UNRWA, which runs schools in the refugee camps, including much of the Gaza Strip, has contributed to the sick street culture with antisemitic education materials that include descriptions of Jews as “ impure” and “inherently treacherous and hostile to Islam and Muslims.” The materials accuse Jews of attempting to murder the Prophet Mohammad and “defiling” the Al-Aqsa Mosque.
Another factor is the lack of leadership and democratic processes in the Palestinian government. The supposed moderate, President Mahmoud Abbas, is now serving the 19th year of a four-year term. Contesting him are Hamas, whose charter covenant calls for Israel’s destruction, and PIJ, an Iranian proxy that rains rockets on Israeli cities.
Speaking of Iran, the country’s Tasnim News, which is considered close to the Islamic Revolutionary Guard Corps, broadcast a glowing account of Friday’s synagogue massacre, calling the perpetrator a “martyr” and reporting that Iranian-allied forces in Yemen had “blessed” the attacker. It’s no wonder that the toxic milieu of Palestinian politics has given rise to the ugly Boycott, Divestment, and Sanctions (BDS) concept, which opposes peace between Israelis and Palestinian and calls instead for the total destruction of the state of Israel.
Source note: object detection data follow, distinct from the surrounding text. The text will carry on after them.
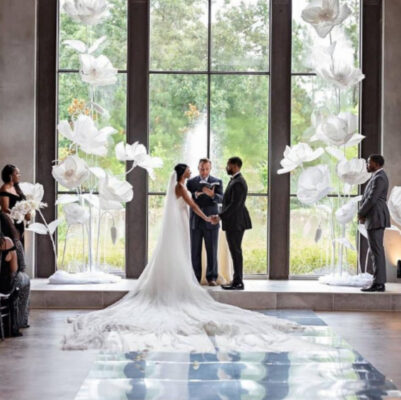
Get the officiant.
[187,158,223,286]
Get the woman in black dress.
[0,164,31,245]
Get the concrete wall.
[382,0,401,187]
[0,0,36,273]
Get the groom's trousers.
[368,228,386,284]
[191,227,219,282]
[226,230,245,284]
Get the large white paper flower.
[301,0,351,38]
[337,158,370,185]
[336,196,362,225]
[19,182,45,204]
[79,54,117,86]
[115,142,163,179]
[316,61,365,89]
[52,155,89,189]
[99,174,134,209]
[58,114,116,156]
[63,0,110,25]
[277,143,324,174]
[297,164,332,205]
[63,203,89,225]
[310,112,365,147]
[387,186,401,225]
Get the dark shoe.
[221,282,245,290]
[361,283,386,292]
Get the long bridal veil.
[63,172,312,352]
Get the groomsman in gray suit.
[358,154,391,292]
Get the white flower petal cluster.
[52,155,89,189]
[79,54,117,86]
[115,142,163,179]
[99,174,134,210]
[57,114,116,156]
[277,143,324,174]
[387,186,401,225]
[335,196,362,225]
[301,0,351,38]
[63,203,89,225]
[310,112,365,147]
[337,158,370,185]
[297,164,332,205]
[63,0,110,25]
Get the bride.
[63,164,306,352]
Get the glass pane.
[59,0,127,69]
[210,75,269,193]
[292,0,360,72]
[149,74,207,191]
[211,0,269,71]
[150,0,208,71]
[291,76,359,194]
[58,73,127,178]
[57,206,125,274]
[148,195,267,274]
[290,198,357,275]
[242,196,267,274]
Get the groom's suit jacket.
[219,174,252,231]
[187,175,223,229]
[358,170,391,229]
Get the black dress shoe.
[221,282,244,290]
[361,283,386,292]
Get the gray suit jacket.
[358,170,391,229]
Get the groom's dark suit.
[358,169,391,284]
[187,175,223,282]
[219,173,252,285]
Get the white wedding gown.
[63,173,315,352]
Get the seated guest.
[0,164,31,245]
[0,213,30,329]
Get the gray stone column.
[382,0,401,188]
[0,0,35,274]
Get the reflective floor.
[76,311,401,400]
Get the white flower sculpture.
[63,203,89,225]
[99,174,134,210]
[316,61,365,89]
[337,158,370,186]
[52,155,89,189]
[79,54,117,86]
[58,114,117,156]
[388,186,401,225]
[297,164,332,205]
[310,112,365,147]
[277,143,324,174]
[63,0,110,25]
[335,196,362,225]
[115,142,163,179]
[301,0,351,38]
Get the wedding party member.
[0,213,31,336]
[187,158,223,286]
[213,157,252,290]
[0,164,31,244]
[358,154,390,292]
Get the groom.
[212,157,252,290]
[187,158,223,286]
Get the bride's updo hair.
[174,164,188,182]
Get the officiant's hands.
[202,186,214,197]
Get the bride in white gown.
[63,164,313,352]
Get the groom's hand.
[202,186,214,197]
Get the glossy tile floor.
[0,310,401,400]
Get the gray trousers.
[368,228,386,284]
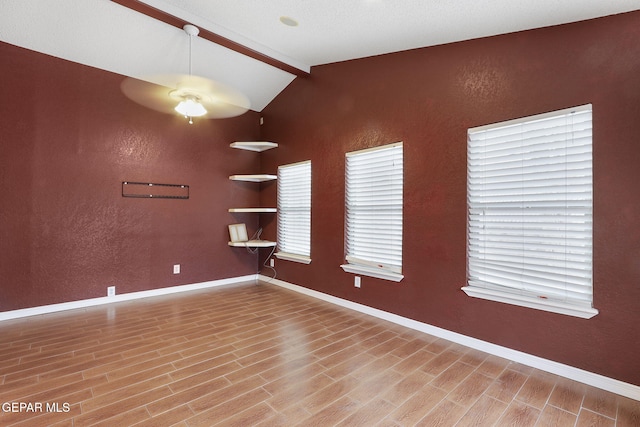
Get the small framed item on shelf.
[229,224,249,243]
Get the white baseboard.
[258,275,640,400]
[0,274,640,401]
[0,274,257,321]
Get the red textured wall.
[262,12,640,385]
[0,43,260,311]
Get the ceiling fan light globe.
[175,99,207,117]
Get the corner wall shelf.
[229,208,278,213]
[229,141,278,152]
[229,174,278,182]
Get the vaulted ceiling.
[0,0,640,111]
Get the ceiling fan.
[120,24,250,124]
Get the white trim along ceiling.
[0,0,640,112]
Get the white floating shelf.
[229,208,278,213]
[229,141,278,152]
[229,240,277,248]
[229,174,278,182]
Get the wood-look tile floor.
[0,283,640,427]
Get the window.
[276,161,311,264]
[341,142,404,282]
[462,105,598,318]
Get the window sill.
[275,252,311,264]
[462,286,598,319]
[340,264,404,282]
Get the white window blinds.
[463,105,597,317]
[276,161,311,262]
[343,142,403,280]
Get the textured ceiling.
[0,0,640,111]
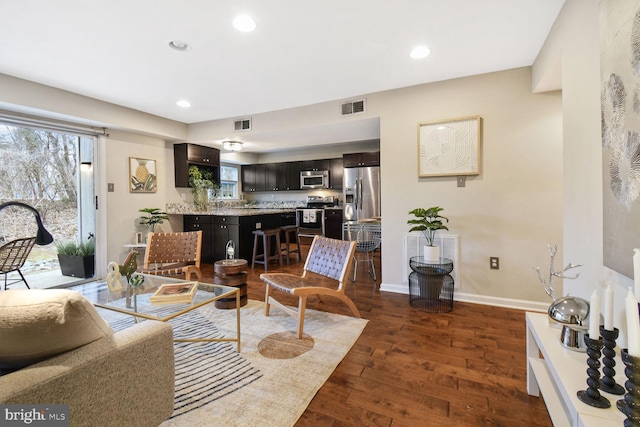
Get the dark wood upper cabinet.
[329,158,344,190]
[241,164,267,193]
[173,144,220,187]
[342,151,380,168]
[302,159,331,171]
[186,144,220,165]
[287,162,303,190]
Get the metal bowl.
[549,296,589,329]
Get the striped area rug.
[110,307,263,418]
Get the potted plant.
[56,234,96,279]
[189,165,218,209]
[407,206,449,262]
[138,208,169,233]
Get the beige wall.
[7,6,603,308]
[368,68,562,308]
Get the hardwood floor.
[203,246,552,427]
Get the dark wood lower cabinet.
[324,209,342,240]
[184,213,283,264]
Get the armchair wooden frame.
[140,231,202,280]
[260,236,361,339]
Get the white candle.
[625,288,640,357]
[633,248,640,301]
[604,285,613,331]
[589,290,600,340]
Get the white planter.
[423,245,440,263]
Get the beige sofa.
[0,321,174,427]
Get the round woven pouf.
[213,259,249,309]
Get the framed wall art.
[129,157,158,193]
[418,116,482,177]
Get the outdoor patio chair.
[0,237,36,291]
[140,231,202,280]
[0,201,53,290]
[260,236,361,339]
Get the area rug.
[108,300,367,427]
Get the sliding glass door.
[0,123,96,289]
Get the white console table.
[526,313,627,427]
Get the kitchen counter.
[166,203,296,216]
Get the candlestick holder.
[600,326,624,396]
[616,348,640,427]
[577,334,611,408]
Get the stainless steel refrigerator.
[342,166,381,222]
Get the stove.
[296,196,335,237]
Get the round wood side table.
[213,259,249,309]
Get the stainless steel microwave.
[300,171,329,190]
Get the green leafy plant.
[138,208,169,232]
[189,165,218,189]
[407,206,449,246]
[56,236,96,256]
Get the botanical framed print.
[129,157,158,193]
[418,116,482,177]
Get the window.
[220,166,238,199]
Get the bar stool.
[280,225,301,264]
[251,228,282,271]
It’s time to admit that Palestinian institutions are broken, and that they have developmentally harmed generations of Palestinian men and women, boys and girls, by whipping them into a constant froth with violently antisemitic educational and media content that celebrate “martyrdom” attacks against Israelis.
The Palestinian Authority provides a financial incentive for terrorism by providing pensions to the families of those who attack Israelis. Hamas has created a smaller Taliban in its private emirate in Gaza, and Iran’s malign influence is running amok via its puppets at the PIJ.
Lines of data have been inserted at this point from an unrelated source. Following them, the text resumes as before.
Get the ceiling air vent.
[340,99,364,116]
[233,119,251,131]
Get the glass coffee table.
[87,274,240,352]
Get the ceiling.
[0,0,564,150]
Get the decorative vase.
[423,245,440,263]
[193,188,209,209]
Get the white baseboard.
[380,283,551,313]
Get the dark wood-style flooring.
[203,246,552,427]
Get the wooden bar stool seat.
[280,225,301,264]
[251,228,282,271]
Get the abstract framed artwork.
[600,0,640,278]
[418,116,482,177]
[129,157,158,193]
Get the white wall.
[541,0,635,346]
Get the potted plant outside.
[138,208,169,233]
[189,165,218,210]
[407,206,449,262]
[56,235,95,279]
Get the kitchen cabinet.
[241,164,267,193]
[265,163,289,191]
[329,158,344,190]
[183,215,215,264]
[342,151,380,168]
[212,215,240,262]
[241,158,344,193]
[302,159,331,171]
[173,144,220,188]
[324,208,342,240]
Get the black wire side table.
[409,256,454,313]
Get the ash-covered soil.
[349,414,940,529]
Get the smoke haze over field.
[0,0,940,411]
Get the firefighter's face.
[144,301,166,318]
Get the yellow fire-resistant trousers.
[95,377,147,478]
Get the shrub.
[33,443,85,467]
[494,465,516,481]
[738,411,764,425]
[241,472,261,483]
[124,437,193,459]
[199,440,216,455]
It took years to fix societies that had been abused by the Nazis, who began to corrupt young people in early childhood with cult-inculcation organizations like the Hitler Youth and Bund Deutscher Mädel, and the similarly militant culture of wartime Japan, which had an equivalent youth-brainwashing organization called the Great Japan Youth Party.
The Palestinian people’s immersion in a culture of violence now spans generations. The corrupt Palestinian institutions must be completely abolished, and an entirely new framework envisioned so that a rising generation can mature and embrace the prospects of peace and prosperity.